Bonding with Mr. Stokes, Osceola became a star in Mr. Stoke’s raptor education shows in the Mid-South and beyond. Folks were awed by the magnificent creature, but saddened that he could no longer fly. An avid hang glider, Mr. Stokes came up an ingenious idea.
“I had been a hang glider pilot for about nine years. Maybe I could construct a harness for him and take him flying with me. Pilots took their dogs with them, why not an eagle?”
The idea may have been ingenious, but the implementation was problematic. First off all, Mr. Stokes was transferred to another wildlife facility shortly after his brainstorm. Determined to continue his efforts with Osceola, he ensured the bird was moved to the Cumberland Wildlife Foundation, where Mr. Stokes joined him a year later, in early 1986. Beloved by all exposed to him, the bald eagle’s fame grew, and this honorary citizen of Nashville, a titled bestowed on him by the governor, ultimately appeared on “Good Morning, America.” The famous eagle’s photo gallery includes pictures with Dolly Parton, Garth Brooks, Bill Murray and Cindy Crawford.
Determined to get the bird back in the air via hang gliding, Mr. Stokes began the arduous process of logistics. First he contracted a harness-maker in Arkansas to engineer the harness. Three tries later, just when it looked like the perfect device had been created, the money for the Cumberland Wildlife Foundation dried up, and hang gliding with injured eagles was not a priority.
Resilient, Mr. Stokes contacted Dollywood and the Foundation’s birds were relocated there and housed in an outstanding facility. However, Osceola was yet to wear his special harness, which was determined to be lacking. Matt Taber at Lookout Mountain Flight Park had a new harness constructed and it fit the bird like a glove.
“The next problem was to isolate his 2 1/2-inch talons from my harness and me. I didn’t not want his talons scraping my harness or him grabbing something and becoming entangled,” Mr. Stokes said.
He invented a foot shield, but when the bird’s foot snagged on the shield, it panicked. They finally designed a bungee system that worked, but there was yet another snag. They had to get permission from the U.S. Fish and Wildlife Service, which was an arduous process.
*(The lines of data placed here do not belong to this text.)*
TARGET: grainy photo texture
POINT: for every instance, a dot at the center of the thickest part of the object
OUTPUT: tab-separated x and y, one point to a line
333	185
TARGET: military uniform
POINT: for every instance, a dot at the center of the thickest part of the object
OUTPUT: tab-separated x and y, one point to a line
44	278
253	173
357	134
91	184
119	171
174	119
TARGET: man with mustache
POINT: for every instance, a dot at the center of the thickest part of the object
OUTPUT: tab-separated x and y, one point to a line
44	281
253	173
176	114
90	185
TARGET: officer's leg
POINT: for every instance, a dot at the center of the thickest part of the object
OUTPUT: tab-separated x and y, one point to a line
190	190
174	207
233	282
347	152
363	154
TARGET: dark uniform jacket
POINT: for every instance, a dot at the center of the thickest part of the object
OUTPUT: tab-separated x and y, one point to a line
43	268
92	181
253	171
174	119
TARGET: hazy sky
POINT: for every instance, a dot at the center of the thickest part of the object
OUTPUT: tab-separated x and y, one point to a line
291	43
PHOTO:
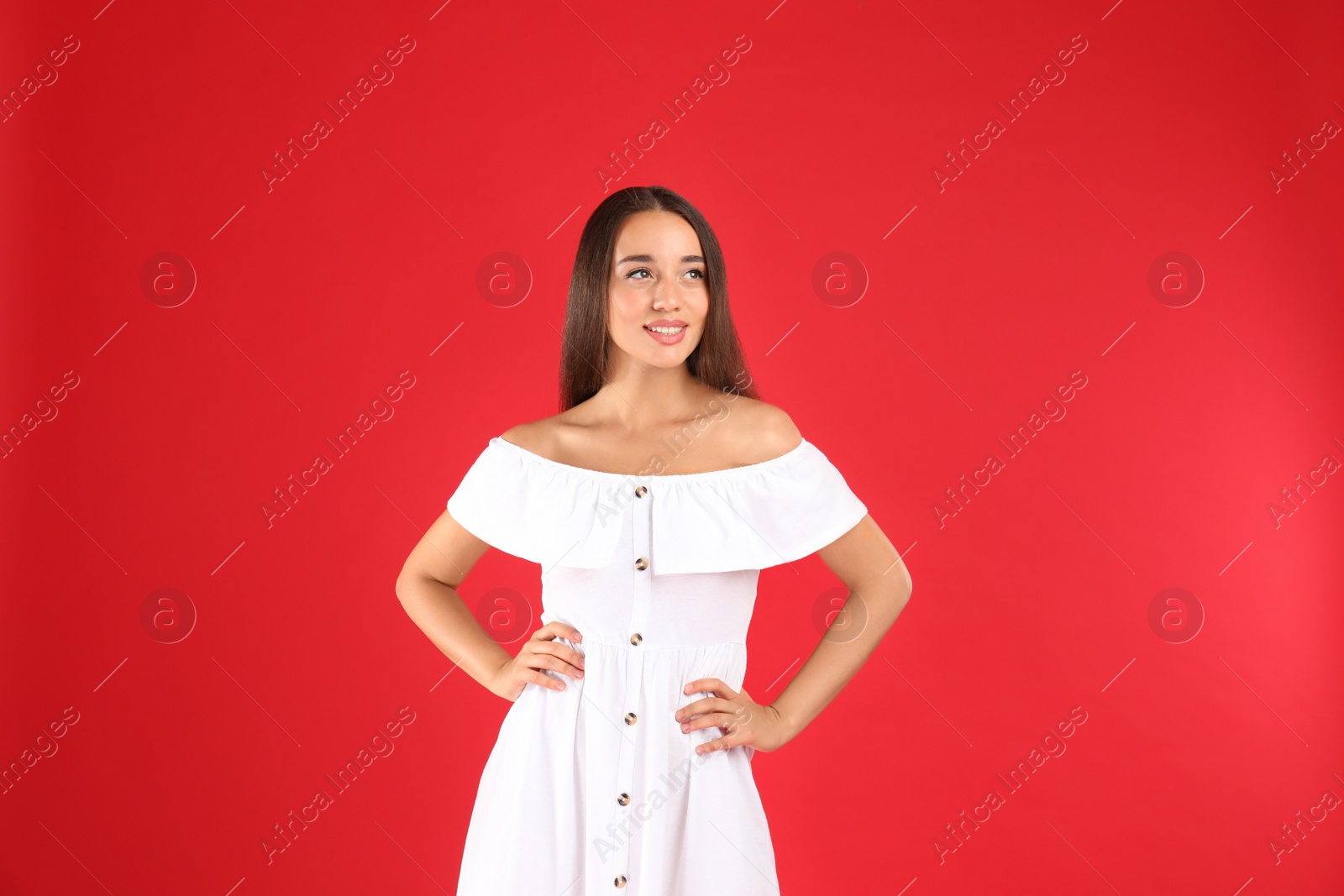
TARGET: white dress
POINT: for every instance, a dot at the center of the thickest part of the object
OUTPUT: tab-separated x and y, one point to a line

After a few more glitches with the harness system, Osceola was finally ready to fly. Hovering inches from Mr. Stokes’ head, Osceola moved his gigantic talons as they were in the air, making Mr. Stokes a little nervous. “As we started to gain altitude and the ground dropped away, he settled down. He began looking around, perhaps realizing he was in the air again,” Mr. Stokes said.
After 13 years, Osceola was back in his element, soaring high in the sky. He turned his head in every direction, surely taking in the mountains and valley and river, training his eagle eye on prey. They flew over a pair of red-tailed hawks and Osceola was transfixed, watching them intently as the hawks flew past them. Osceola moved his talons as the glider turned, guiding his flight innately.
Osceola is the only eagle that is also a hang glider, and John Stokes and his wife, Dale Kernahan, co-directors of Wings to Soar, a raptor educational program, take him all over the country to raise awareness for these magnificent birds. Clearly, Osceola is both resilient and determined, not unlike his human, John Stokes.